Your posts always bring a feeling of peace. Thannks so much and it is great to see you again on OS!
This was incredible. Your life must be filled with the eye candy of travel and your soul bursting with the world's impressions. Sounds like a good book to me.
Great stuff -- churches tell so much about us and our history....I love the pictures.
I really love these images. r.
If a young, newly minted married couple can't forge a long term marriage by starting off in Europe for 5 years, then why even try, I say!

Rob, if you know what a zwiebelturm is, you need to be a Jeopardy contestant.

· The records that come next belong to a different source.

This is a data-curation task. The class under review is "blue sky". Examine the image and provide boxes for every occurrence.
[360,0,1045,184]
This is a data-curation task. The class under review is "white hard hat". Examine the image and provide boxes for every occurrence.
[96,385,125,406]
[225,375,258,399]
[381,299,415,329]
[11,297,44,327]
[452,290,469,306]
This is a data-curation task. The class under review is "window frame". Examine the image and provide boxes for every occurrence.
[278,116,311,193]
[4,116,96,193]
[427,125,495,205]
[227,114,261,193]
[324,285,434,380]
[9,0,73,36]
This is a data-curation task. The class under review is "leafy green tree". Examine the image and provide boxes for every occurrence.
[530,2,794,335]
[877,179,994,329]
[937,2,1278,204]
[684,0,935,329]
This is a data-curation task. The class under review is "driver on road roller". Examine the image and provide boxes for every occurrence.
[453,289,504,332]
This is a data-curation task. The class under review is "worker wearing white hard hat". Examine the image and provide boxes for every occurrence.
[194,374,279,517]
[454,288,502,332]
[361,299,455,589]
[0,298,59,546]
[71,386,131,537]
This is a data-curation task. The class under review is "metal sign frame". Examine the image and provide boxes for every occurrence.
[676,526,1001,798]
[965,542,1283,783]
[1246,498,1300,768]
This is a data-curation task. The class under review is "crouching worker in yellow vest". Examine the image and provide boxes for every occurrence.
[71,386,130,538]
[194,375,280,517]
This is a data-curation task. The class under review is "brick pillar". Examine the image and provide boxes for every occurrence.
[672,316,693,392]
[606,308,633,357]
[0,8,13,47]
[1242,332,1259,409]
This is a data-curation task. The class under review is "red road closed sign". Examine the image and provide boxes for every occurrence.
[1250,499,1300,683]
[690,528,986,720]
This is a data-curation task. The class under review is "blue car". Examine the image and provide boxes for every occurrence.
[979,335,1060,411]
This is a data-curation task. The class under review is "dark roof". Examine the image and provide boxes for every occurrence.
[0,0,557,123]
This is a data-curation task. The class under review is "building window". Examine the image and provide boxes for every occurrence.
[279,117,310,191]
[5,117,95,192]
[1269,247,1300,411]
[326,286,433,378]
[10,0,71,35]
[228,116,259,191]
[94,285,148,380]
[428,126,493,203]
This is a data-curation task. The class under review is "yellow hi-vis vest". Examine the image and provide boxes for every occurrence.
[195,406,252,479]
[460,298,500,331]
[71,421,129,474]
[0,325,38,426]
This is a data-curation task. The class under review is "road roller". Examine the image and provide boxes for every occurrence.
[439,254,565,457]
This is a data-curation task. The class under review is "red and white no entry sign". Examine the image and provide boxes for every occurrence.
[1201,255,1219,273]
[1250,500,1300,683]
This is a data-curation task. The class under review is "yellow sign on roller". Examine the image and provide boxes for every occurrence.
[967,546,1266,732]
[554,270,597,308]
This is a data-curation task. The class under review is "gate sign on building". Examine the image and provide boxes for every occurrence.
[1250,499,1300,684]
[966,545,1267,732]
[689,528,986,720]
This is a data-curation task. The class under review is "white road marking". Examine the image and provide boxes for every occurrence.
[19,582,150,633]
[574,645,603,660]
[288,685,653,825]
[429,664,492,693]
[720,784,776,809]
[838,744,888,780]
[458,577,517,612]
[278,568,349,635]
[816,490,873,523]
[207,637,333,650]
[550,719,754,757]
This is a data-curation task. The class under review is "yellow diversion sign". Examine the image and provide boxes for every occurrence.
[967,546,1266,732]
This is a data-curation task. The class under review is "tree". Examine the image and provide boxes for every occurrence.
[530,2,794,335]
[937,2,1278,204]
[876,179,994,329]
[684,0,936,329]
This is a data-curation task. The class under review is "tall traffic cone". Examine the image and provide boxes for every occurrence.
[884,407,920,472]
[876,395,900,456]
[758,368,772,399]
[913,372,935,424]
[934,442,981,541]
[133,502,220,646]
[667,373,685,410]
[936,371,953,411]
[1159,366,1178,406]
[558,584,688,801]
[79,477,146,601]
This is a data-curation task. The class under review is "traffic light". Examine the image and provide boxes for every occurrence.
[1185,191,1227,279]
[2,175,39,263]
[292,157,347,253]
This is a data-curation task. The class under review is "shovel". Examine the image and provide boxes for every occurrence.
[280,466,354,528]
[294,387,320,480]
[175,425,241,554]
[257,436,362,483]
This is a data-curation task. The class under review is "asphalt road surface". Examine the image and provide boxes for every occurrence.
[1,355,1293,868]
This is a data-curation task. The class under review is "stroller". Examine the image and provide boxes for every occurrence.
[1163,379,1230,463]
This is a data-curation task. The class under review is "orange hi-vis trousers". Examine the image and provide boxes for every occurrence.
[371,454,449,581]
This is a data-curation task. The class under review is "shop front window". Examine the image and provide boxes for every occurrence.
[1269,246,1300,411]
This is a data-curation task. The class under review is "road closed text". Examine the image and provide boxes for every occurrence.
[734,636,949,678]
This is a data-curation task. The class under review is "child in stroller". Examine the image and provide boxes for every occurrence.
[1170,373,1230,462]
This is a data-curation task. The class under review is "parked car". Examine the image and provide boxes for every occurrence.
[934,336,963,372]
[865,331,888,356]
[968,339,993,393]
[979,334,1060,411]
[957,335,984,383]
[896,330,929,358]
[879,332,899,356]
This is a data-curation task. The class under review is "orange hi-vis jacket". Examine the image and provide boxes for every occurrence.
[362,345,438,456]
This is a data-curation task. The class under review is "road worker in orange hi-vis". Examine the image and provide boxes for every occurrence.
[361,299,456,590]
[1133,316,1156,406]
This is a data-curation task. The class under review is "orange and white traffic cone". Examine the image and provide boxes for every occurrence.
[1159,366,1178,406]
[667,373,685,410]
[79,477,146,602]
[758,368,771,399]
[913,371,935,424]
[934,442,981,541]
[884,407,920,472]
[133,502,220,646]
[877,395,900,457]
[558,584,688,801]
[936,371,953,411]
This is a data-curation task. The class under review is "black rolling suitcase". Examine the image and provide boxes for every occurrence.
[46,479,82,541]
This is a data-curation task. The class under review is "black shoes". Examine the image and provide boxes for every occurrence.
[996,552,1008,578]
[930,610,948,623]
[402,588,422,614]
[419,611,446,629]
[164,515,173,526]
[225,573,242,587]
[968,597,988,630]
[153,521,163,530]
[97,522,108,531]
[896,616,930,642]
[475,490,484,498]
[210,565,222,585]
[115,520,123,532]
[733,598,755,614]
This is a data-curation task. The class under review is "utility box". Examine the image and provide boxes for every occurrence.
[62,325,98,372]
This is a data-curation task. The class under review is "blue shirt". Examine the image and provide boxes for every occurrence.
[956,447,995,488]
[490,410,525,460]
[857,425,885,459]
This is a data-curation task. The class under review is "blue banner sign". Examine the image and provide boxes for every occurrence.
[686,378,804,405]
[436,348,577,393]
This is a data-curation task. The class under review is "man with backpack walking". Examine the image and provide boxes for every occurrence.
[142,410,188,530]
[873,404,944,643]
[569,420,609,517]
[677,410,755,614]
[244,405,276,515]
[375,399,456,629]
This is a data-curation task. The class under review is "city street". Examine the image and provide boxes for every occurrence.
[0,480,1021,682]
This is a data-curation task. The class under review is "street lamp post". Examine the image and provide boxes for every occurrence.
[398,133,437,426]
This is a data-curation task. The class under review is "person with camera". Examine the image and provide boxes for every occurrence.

Send that app in!

Boy howdy, that's some rubble - you didn't need to buy a picture, just enlarge your photo and frame that for your wall.

One of these days (yea, sure) I'm going to get around to digitalizing my 25 year old photos too. These are beautiful representations of some majorly incredible memories. bbd is proud, I'm sure.
These photographs are wonderful. Very evocative, the last one is my favorite. ~r
What an effective reminder for the rest of us to sort and review our photos! A good part of my trips to Europe have been spent in churches. The buildings and the art inside are indeed awe-inspiring. The photo from Florence--isn't that taken from inside the Uffizi gallery?
Lovely shots. Tintern is one of scores of monasteries throughout the British Isles dissolved by Henry VIII in 1536. I don't think the roof will ever be restored, there or at the other ruins throughout the land.
Visiting castles and cathedrals has always brought me a sense of timelessness. When we visited the Alamo many years ago, a few of us became ingraciated with its historical significance. Then again, I'm a weird chick. I get thrown back in time whenever I'm on an arrow head dig deep in the woodsy areas of Kisatchie/Calcaseau riverbeds and forests.
Thanks for the very kind comments! And especially to those of you who have added more information. (It's fun to talk with people who know more than I do.) Good Daughter, my memory must be failing me--it sounds right that the photo isn't from a train window. Sorry about that.

And the last pic is my favorite, too.
If you haven't already, visit Prague. Some friends tell me its filled with an endless array of steeples.
Lovely photos. In europe, churches are often the most interesting buildings, and usually publicly accessible, and sometimes house great art. In your pix, I really like that modern church.
Irony: All these lovely churches and the fact that graduates with a degree in architecture find it almost impossible to find work. Are we sure humans are progressing?